In terms of protection, the report said that the Guyana government has made some progress in protecting victims of trafficking during the reporting period. It noted that the government reported identifying only three forced prostitution victims and no forced labour victims during the reporting period. “The government has a protocol in place to guide officials in identifying and referring suspected trafficking victims to assistance, but a 2010 government report indicated that the small quantity of victims is an internal measure of success in combating trafficking, creating a potential disincentive for officials to identify victims proactively,” the report said.

MISLEADING REPORTS
In 2009, President Bharrat Jagdeo, alluding to the US TIP report on Guyana which placed Guyana on Tier 2, signalled his intention to write to United States President Barack Obama and ask him to review the process of constructing the reports since they are misleading and lecture the world rather than help.
The Head of State has said that on numerous occasions in Europe there were talks about human rights conditionalities being attached to trade and aid.
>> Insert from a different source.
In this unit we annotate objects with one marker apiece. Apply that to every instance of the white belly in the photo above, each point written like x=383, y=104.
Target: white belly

Referring then to the report, President Jagdeo said that it takes 100 documented cases to place a country on the Human Trafficking Tier in the US State Department report, but in Guyana’s case, only two documented cases were produced in 2009.
INTERPOL (the International Police), the world’s second largest intergovernmental organization, an organization chartered by 188 nations to investigate organised crime, has indicated that Guyana has not been designated as a country involved in trafficking in persons, neither is any Guyanese being sought for any offence related to trafficking in persons by Interpol.
In a telephone interview with the Guyana Chronicle, an information liaison with the body said that trafficking in persons is an international criminal activity vigorously pursued by Interpol and the organization has no reason to believe nor do they possess any direct evidence of Guyana or Guyanese being involved in human trafficking.
Guyana’s Minister of Human Services and Social Security, Priya Manickchand, in speaking with Luis C De Baca, Ambassador-at-large and head of the Global Trafficking In Persons (GTIP) office at the US State Department following the release last year of the 2009 report, insisted that the conclusions and recommendations in the report are based on an earlier inaccuracy about large numbers of traffickers and trafficking victims existing in Guyana.
The Minister had noted that despite sincere and comprehensive efforts, the State Department failed to have the inaccuracies corrected and GTIP continued basing their conclusions and recommendations on those inaccuracies.
The Government of Guyana insists that the reports are misleading and based on fabrications.